Is it just me that has noted that the burden of compliance is ever increasing and becoming impossible to meet.

At some operations I know, there have been people working almost non stop on writing operations manuals for the majority of a decade and it’s still nowhere near done.

The extra staff required to meet regulatory compliance is eye watering. The work load and stress caused by CASA compliance is just incredible.

The majority of the burden stems from the most poorly structured and written suite of rules I have ever seen.

Very few Australian regulations are written in a style for operators or end users but designed to be for lawyers to form the noose with which to hang an operator after an event.
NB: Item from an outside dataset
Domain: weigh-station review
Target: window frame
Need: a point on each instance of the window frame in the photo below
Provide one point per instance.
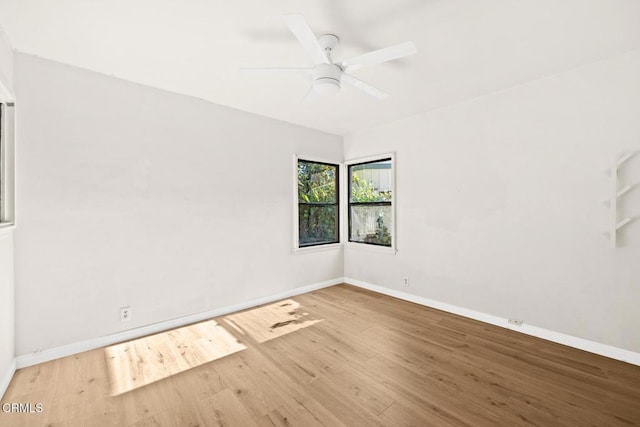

I have nightmares about getting a good working knowledge on the current regulatory Flight Duty times when flight operations cross into 3 or 4 of the Annex definitions.

Part of the burden is also self inflicted because the Operations Manuals are no longer just one simple manual but now a never ending suite of volumes that are each of a size and complexity such that they are almost impossible to have a good working knowledge of let alone retain.

Combine the above with the poorly written extra curricular studies (CRM, RVSM, RNP, TCAS, EGPWS, HF, TEM, EMERGENCY DRILLS, DGs) and I see how costs just skyrocket- because it must be almost impossible to make a profit under this burden.

And it is certainly not SAFER.

Safe is NOT having an 800 page AIP, a 1000 page Operating Manual suite and untold hundreds of pages of CARs, CASRs, CAOs, MOSs, and NOTAMs to recall when things go wrong on a dark and stormy night or when your eyeballs are hanging out during a miserable grey wet first light approach after an oceanic or ITCZ crossing. At that point there are only a handful of numbers that are important and they may all be in an AFM for which there is no longer working brain space to store.

I see that it’s time for operators to stand up and stop this snowball effect. It’s time that we got back to some good simple flying basics in this way too complicated CASA regulatory world. For a start it’s long overdue that we had regulations written for operators and not lawyers and Ops Manuals that were designed for operating and not arse covering.